CS2510: Project 2 - MiniGoogle Final Report

CS2510: Project 2 – MiniGoogle Final Report

Guanxiong Ding (gud7)

12/17/2013

General Workflow

Indexing workflow

client send the documents to minigoogle server
mingoogle server dispatch socket connections to worker by fork a process
worker lookup mappers and reducers
worker split the file and send to ma ppers
each mapper count word for its split
mapper partition the word count result and send to reducer
reducer aggregate the result and append to master index files

Querying workflow

client send keywords to minigoogle server
mingoogle server dispatch socket connections to worker by fork a process
worker lookup mappers and reducers
worker send each keyword to each mapper
each mapper get a set of document – occurrence pairs by the keyword
mapper send result set to reducer
reducer gather all sets from mappers and calculate the total occurrence
reducer sort the document by total occurrence and send back to client

Client

It is a program on local machine. It can be runned by user on command line along with parameters. client will first lookup the naming server to find the address of mini-google, then request for a socket connection and then send index/query request to it with connection and then waiting for response.

Mini-google

First it will create a socket and binding with the address and port number, then listen() in a infinite loop. When receiving a request from client, it create a new process regarding to request type (index/query) to handle the request. After that, server will keeping listening for other requests.

Worker

Worker is the critical part of the whole work. It holds the connection with client and send result back to client if all mappers and reducers have done their work. It will split the file by the number of available mapper it got from name server. After file splitted, it will send each split to each mapper by a set of parameters

split file name
document name
number of mappers // to let reducer know when to start reducing
address and ports of all reducers

and then waiting for their response by holding connection on multi-threads. If all mappers response work done, it will send message to client and close the connection.

Mapper helper

Before working, it will register on name server when start running, with it address, port and type, which is “mapper”.
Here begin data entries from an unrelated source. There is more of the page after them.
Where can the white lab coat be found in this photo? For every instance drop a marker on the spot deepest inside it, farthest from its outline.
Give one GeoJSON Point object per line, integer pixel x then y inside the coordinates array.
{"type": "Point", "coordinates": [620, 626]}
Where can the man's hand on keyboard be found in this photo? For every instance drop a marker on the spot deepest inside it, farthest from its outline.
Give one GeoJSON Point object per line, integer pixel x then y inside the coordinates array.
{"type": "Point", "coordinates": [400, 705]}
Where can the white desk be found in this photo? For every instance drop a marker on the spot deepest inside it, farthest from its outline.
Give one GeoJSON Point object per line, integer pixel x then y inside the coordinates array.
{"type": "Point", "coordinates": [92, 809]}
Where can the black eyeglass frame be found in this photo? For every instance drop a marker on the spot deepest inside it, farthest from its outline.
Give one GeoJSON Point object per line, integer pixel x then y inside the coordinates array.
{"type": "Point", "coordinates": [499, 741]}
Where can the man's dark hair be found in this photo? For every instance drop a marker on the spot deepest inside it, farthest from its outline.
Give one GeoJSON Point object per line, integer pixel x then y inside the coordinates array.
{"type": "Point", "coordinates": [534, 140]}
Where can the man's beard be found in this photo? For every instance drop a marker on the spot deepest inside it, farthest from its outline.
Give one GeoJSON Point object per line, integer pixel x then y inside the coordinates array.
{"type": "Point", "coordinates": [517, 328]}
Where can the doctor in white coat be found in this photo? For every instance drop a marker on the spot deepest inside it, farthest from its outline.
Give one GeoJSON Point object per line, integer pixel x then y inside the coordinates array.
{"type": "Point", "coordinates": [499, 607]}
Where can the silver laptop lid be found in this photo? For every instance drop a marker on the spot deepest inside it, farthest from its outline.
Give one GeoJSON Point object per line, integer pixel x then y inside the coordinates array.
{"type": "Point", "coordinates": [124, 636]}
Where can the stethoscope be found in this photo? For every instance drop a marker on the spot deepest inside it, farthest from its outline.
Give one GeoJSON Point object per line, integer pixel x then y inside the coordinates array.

Mapper first do the word counting and combining on it splits by shell script using tr, sed, awk, uniq, sort. and then do partition on the map result, by the number of reducers. It do partition not by lines, but by alphabetic. Meaning if number of reducers is 2, result will be partition to two files, one with terms from [a-m], one with terms from [n-z], which refers to the step of shuffle. Then sent each partition to each reducer and waiting for their response by holding connection on multi-threads. If all reducers response work done, it will send message to worker and close the connection.

Reducer helper

Before working, it will register on name server when start running, with it address, port and type, which is “reducer”.

Reducer first get the number of mappers. By this number, it will know how many mapper it have to wait. After it received all data from mapper, it will start to aggregate the mapper by shell script with awk. Then it will start 5 thread to merge result to master index. When all thread done their job. Reducer will send message back to mapper that its work done.

Name Server

Naming server establish sockets and keep waiting for connection. It support two type of request,register and request. Register will store address, port, server type. Lookup will will send back a set of address, port and server type by server type and number. For example, get 5 mappers, or get 3 reducers.

Master index

In this project, name index is separated alphabetically in 26 files for each letter. The advantage is that they could be better paralleled in indexing and querying with less concern on blocking issues.